In 2013 we formalised our donations of aerial photography equipment by setting up the Scottish National Aerial Photography Scheme. Our initial donations, starting in 2009, consisted mainly of cameras with poles. Our aim has been to introduce students of all ages, primary school to PhD, and local archaeology and other groups, to aerial photography. We have donated well over 200 KAP kits.
The Scheme originally found more success in Ireland than in Scotland!
Since the beginning of the Scheme much has changed. The price of small action cameras with 12MP Sony sensors has fallen below £30 (flown on a simple selfie stick) and thermal imagers below £200. These new Flir One imagers do not require any special form of stabilisation and can be flown on a selfie stick.

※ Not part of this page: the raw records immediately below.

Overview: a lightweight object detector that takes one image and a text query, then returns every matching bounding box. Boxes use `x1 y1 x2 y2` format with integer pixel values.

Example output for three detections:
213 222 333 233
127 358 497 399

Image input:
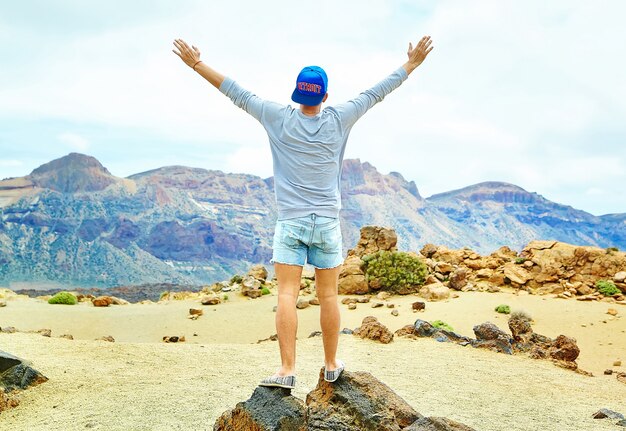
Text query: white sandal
324 359 346 383
259 375 296 389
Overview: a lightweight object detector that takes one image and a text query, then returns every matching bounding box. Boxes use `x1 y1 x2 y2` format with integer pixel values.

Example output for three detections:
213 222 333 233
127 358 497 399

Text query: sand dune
0 293 626 431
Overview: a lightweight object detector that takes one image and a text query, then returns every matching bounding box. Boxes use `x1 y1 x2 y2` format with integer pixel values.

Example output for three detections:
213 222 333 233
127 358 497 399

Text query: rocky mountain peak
341 159 422 200
427 181 545 203
27 153 119 193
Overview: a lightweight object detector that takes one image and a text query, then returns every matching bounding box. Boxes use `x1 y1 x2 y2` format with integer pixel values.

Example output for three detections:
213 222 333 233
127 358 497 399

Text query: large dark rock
0 350 48 398
213 368 473 431
550 335 580 362
353 316 393 344
306 371 422 431
472 322 513 355
213 386 306 431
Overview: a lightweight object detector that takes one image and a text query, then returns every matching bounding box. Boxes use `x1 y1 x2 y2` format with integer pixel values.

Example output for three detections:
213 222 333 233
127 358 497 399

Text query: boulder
411 301 426 311
420 244 437 258
348 226 398 257
213 386 306 431
200 294 222 305
472 322 513 355
448 268 469 290
509 314 533 344
247 264 267 281
213 369 473 431
0 350 48 394
241 275 263 298
91 296 113 307
353 316 393 344
296 299 311 310
548 335 580 362
306 370 422 431
504 262 532 286
419 283 450 301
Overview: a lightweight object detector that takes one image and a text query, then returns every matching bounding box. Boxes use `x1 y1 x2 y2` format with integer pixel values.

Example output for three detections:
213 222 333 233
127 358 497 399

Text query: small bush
431 320 454 332
509 311 533 322
48 292 78 305
596 280 620 296
496 304 511 314
363 251 428 292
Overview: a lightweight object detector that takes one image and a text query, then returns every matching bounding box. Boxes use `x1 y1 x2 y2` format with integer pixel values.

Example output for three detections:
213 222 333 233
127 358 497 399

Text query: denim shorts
270 214 343 269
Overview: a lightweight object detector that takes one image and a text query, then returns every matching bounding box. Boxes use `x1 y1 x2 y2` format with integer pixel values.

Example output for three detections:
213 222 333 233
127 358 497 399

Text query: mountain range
0 153 626 287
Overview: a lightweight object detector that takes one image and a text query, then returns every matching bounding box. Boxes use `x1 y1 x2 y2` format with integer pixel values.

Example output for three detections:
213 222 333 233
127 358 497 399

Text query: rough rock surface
213 369 473 431
339 226 398 295
306 371 422 431
353 316 393 344
213 386 306 431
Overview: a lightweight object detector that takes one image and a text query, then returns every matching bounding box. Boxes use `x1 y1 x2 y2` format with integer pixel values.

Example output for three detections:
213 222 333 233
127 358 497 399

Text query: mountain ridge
0 153 626 286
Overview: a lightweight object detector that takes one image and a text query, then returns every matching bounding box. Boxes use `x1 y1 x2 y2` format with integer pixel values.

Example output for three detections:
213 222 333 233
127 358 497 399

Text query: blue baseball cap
291 66 328 106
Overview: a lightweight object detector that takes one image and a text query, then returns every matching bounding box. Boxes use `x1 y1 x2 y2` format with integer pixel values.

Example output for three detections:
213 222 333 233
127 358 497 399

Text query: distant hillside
0 153 626 287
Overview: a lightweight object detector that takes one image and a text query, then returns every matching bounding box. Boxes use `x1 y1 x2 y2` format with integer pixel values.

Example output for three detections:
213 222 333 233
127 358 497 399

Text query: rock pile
0 350 48 413
421 241 626 302
394 313 589 374
213 370 472 431
339 226 626 304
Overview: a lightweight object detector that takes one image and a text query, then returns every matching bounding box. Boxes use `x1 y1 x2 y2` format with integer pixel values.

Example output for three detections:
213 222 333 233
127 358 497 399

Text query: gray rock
0 350 48 391
213 386 306 431
593 409 624 419
402 417 474 431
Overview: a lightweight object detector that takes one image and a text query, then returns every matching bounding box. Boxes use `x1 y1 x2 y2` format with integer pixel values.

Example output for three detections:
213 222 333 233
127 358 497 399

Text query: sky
0 0 626 215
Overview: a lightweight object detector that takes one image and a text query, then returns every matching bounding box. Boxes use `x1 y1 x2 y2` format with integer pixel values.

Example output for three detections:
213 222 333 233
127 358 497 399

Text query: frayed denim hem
309 262 343 269
270 259 304 267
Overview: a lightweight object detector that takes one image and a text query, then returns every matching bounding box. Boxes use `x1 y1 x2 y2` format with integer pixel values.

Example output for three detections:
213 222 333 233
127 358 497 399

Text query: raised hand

What do you need in order to do kite aerial thermography and how much does it cost?
Total cost is ~£360-£465, depending on the choice of kite.
I use a 32GB, Octa Core, Leagoo Elite One phone (~£100)
Flir One imager (~£200)
Kite and Line (£45-£140 each, I use a range of kites, but mainly a cheap 2.6m delta)
Lockable-section selfie stick construct (~£15-£20)
And, for when working alone, a dog ground stake for anchoring the line during take off and landing (~£1-£5).
The stick is fully extended in flight.
We fly from the near UV to the thermal infra-red. The next step will be LiDAR, when the cheaper systems come through. We use KARS before any other technique (like geophysical ones) on sites of archaeological interest as it is quick and easy. The timing of a visit is critical and best suited to archaeology groups who can access their local sites when conditions are appropriate. This is especially true for thermal imaging.